Severe hypothyroidism is commonly associated with failure of ovulation. Ovulation followed by pregnancy can occur in case of mild hypothyroidism. However, these pregnancies are often associated with abortions, stillbirths, or pre-maturity. Subclinical hypothyroidism may be of greater clinical importance in women with “unexplained” infertility, especially when the luteal phase is inadequate, and such patients should be investigated in depth for thyroid dysfunction. Treatment with levothyroxineis is recommended for women with clinical hypothyroidism because it lowers the risk for miscarriage and preterm delivery.

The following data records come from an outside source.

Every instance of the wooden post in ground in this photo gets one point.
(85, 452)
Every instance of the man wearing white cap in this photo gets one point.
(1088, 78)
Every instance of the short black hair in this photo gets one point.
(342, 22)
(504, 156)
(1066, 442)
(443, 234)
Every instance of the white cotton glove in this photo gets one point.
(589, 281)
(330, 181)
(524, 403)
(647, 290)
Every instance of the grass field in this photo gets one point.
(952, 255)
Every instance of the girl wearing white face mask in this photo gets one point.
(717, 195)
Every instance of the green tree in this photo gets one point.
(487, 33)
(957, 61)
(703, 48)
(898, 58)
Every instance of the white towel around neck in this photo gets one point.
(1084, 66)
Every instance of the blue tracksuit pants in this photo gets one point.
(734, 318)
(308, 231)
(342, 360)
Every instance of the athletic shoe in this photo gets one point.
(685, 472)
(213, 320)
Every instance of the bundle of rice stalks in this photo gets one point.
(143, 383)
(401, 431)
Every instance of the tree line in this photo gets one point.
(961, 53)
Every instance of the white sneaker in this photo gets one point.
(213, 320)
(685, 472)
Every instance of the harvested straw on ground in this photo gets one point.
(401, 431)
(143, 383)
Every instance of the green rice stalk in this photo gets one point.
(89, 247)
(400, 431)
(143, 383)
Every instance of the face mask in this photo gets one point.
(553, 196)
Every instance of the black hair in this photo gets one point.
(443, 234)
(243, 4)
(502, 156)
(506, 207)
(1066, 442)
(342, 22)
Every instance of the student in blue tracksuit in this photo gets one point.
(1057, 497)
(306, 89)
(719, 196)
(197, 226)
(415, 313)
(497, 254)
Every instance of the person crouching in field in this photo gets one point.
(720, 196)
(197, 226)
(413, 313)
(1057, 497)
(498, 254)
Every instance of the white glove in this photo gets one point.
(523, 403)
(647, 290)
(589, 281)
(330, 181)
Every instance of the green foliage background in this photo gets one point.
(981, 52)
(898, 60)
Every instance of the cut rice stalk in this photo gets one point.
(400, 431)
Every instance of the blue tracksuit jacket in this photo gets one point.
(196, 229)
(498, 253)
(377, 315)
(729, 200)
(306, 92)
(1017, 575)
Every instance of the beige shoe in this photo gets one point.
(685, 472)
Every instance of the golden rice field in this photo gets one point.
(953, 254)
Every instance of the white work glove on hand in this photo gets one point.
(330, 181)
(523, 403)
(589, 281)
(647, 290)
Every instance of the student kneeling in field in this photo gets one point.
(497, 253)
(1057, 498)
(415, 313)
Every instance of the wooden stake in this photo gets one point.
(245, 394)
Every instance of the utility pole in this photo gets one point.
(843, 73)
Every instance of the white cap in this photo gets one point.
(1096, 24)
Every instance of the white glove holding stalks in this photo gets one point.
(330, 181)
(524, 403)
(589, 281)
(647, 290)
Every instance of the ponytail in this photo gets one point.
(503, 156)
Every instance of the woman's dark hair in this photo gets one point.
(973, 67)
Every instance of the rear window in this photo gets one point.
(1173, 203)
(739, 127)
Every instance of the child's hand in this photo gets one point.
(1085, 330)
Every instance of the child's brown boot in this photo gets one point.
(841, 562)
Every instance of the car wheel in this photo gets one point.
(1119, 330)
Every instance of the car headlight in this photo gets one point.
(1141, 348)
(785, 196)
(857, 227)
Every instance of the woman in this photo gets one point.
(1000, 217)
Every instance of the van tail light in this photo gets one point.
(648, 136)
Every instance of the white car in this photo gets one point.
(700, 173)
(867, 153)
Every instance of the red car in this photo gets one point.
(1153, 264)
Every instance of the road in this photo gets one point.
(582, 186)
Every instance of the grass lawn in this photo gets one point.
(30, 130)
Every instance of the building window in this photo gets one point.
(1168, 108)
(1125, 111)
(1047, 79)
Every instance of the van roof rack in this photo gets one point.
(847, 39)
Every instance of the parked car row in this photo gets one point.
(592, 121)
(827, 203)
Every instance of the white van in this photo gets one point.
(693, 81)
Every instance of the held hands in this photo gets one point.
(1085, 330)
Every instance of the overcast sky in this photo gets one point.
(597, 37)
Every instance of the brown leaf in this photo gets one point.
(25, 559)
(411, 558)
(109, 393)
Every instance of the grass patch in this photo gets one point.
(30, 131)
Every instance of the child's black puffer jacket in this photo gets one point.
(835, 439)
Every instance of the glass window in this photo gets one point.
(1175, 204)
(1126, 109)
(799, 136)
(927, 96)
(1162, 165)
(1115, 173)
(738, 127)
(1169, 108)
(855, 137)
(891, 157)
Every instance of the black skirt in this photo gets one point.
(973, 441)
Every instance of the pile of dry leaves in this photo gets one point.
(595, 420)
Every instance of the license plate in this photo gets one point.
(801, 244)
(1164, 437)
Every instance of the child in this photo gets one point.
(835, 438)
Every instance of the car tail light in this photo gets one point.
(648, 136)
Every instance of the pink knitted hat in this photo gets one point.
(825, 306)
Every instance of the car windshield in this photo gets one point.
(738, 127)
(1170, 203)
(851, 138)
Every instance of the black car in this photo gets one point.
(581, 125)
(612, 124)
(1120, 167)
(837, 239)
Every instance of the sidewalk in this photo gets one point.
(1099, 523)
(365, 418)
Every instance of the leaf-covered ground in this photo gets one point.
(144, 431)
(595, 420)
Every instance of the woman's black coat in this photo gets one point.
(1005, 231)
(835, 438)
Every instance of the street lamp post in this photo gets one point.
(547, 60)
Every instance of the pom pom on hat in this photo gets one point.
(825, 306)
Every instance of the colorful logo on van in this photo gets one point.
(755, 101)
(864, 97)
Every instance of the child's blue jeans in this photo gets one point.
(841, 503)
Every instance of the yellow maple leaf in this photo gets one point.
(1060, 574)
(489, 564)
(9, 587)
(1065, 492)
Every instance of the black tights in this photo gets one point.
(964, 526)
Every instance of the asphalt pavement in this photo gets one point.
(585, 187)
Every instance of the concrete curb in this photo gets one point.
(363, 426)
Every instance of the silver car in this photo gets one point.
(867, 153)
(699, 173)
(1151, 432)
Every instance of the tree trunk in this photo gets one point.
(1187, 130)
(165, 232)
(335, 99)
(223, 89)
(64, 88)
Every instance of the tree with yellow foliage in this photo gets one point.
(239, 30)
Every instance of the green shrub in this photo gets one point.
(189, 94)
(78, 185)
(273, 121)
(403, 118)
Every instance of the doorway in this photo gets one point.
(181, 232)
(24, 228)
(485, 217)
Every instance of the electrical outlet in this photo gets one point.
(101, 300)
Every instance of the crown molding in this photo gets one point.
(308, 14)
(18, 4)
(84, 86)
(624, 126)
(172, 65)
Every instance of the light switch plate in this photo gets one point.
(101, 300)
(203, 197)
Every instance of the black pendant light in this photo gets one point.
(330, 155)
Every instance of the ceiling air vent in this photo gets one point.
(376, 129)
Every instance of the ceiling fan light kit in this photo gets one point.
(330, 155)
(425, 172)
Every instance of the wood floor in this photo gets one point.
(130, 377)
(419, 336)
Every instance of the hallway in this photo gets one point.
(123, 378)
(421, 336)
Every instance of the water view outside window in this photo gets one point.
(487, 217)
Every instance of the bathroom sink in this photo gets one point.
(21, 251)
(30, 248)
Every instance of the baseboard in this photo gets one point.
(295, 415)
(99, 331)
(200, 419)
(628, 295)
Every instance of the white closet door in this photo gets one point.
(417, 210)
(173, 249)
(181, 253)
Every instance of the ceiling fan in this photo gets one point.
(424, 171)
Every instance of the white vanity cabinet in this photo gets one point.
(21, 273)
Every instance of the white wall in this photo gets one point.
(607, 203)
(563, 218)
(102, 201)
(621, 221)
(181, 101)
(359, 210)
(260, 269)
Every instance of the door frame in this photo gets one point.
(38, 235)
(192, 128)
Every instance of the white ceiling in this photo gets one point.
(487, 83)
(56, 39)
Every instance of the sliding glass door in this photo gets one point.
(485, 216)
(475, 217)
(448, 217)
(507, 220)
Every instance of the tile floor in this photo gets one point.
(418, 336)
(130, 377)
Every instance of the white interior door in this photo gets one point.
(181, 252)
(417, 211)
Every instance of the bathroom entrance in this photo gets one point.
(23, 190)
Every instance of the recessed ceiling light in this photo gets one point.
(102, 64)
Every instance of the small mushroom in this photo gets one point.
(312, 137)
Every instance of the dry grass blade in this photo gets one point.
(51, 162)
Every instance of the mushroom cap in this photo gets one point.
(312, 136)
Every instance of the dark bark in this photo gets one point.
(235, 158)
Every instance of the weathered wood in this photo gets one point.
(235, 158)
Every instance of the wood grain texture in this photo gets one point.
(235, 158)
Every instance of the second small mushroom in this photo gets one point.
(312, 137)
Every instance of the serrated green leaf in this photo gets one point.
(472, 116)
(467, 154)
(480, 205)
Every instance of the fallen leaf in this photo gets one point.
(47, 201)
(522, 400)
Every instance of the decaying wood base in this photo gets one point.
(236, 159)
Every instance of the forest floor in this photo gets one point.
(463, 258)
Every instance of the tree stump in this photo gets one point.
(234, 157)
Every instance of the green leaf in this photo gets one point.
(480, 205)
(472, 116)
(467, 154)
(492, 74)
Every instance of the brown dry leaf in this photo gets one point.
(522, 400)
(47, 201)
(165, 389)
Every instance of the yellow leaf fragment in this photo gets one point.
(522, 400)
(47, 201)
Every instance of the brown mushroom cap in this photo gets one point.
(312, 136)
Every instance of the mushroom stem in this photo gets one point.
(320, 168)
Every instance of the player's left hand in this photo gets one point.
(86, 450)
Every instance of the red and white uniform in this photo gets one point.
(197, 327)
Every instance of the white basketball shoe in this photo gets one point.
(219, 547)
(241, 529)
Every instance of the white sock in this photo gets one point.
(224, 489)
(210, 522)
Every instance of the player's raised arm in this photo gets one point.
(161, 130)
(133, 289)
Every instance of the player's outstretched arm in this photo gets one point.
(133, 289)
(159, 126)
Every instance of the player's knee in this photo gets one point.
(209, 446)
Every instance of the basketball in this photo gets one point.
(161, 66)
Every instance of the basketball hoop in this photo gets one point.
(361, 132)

Our review shows that for subclinical hypothyroidism there is insufficient evidence to recommend for or against the universal treatment with levothyroxine. But in case of infertility it is always a preferable option to start levothyroxine as it not only enhance the fertility but also ensures euthyroid state which is very important to continue the pregnancy till delivery.